Report shows rise in Ky.’s graduation rate
By Art Jester
A new national report shows that 71.5 percent of Kentucky’s high school students graduate on time, four years after they enroll in ninth grade.
Kentucky’s high school graduation rate ranks 29th nationally and is slightly ahead of the national average of 70.6 percent, according to Education Week, a national news publication for K-12, and the Editorial Projects in Education Research Center. The report uses data from the class of 2005, the most recent year available.
Kentucky’s five-year trend also is encouraging. The 2005 rate is up 6.2 percentage points from the state’s 2001 graduation rate: 65.3 percent.
The report’s projection nationwide is that 1.23 million, or almost 30 percent of the class of 2008, will fail to get a diploma this spring with their classmates. The class started with about 4.18 million, and four years later, about 2.95 are graduating.
Christopher B. Swanson, director of the EPE Research Center, said in a news release that “many states face severe challenges” with their graduation rates.
“This crisis disproportionately strikes poor, minority and urban youths,” Swanson said. “With the graduation rate rising less than one percentage point annually in recent years, we still have much work to do.”
The findings appear in Diplomas Count 2008: School to College: Can P-16 Council Ease the Transition?, a project supported by the Bill and Melinda Gates Foundation of Seattle.
For Kentucky’s high school class of 2008, the report projects that:
The projected number of graduates this year is 40,501, or 71.5 percent of the 56,661 who enrolled in 9th grade in 2004-2005.
Over the last four years, Kentucky lost 16,160, or 28.5 percent, of those who entered high school but did not earn a diploma.
Seen another way, Kentucky loses 90 high school students every school day.
The nation loses 6,829 high school students each school day, the report says.

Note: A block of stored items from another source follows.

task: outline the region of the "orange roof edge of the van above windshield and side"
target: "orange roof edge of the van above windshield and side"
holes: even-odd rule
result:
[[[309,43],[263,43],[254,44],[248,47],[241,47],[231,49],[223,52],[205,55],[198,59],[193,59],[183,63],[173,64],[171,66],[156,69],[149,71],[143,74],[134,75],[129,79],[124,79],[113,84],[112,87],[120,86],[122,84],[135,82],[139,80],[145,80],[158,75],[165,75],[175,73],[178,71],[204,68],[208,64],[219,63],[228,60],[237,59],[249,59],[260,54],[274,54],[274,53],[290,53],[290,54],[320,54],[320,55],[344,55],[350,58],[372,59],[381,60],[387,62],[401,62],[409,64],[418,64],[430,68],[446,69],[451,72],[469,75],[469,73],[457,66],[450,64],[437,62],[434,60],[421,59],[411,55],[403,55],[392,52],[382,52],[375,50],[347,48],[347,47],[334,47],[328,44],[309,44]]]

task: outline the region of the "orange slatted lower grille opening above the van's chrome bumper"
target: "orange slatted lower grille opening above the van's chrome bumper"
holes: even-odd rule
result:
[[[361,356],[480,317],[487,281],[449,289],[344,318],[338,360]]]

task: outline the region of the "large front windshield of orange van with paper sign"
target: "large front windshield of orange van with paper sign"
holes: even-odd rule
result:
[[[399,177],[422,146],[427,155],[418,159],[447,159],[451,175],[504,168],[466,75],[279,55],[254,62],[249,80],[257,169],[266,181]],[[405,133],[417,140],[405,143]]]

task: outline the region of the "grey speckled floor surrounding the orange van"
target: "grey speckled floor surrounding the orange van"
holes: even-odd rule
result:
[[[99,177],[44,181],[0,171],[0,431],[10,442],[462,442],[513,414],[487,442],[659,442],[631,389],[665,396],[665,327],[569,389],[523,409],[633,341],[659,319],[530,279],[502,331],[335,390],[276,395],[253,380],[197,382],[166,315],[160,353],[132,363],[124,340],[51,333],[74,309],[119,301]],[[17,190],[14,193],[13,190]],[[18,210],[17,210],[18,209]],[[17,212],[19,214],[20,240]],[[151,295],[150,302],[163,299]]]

For the first time, Diplomas Count provided the graduation rate for each congressional district. In Kentucky, the rates by district and member of Congress are:
1st (Ed Whitfield-R, Hopkinsville), 73.3 percent; 2nd (Ron Lewis-R, Cecilia), 74.8; 3rd (John Yarmuth-D, Louisville), 62.5; 4th (Geoff Davis, R-Hebron), 73.5; 5th (Hal Rogers-R, Somerset), 68; and 6th, which includes Fayette County, (Ben Chandler, D-Versailles), 70.3.
For 2005, Kentucky’s graduation rates by gender, race and ethnic group are: male, 66.2 percent; female, 76; white, 72.4; black, 58.2; Native American, 21.8; Asian, 82; and Hispanic, 49.4.
The 2005 graduation rates for the top five states were: New Jersey, 83.3 percent; Iowa, 82.8; Wisconsin, 80.5; Pennsylvania, 80.4; and Vermont, 80.2.
The bottom five in 2005 are: District of Columbia, 57.6 percent; South Carolina, 55.6; Louisiana, 54.7; New Mexico, 54.1; and Nevada, 45.4.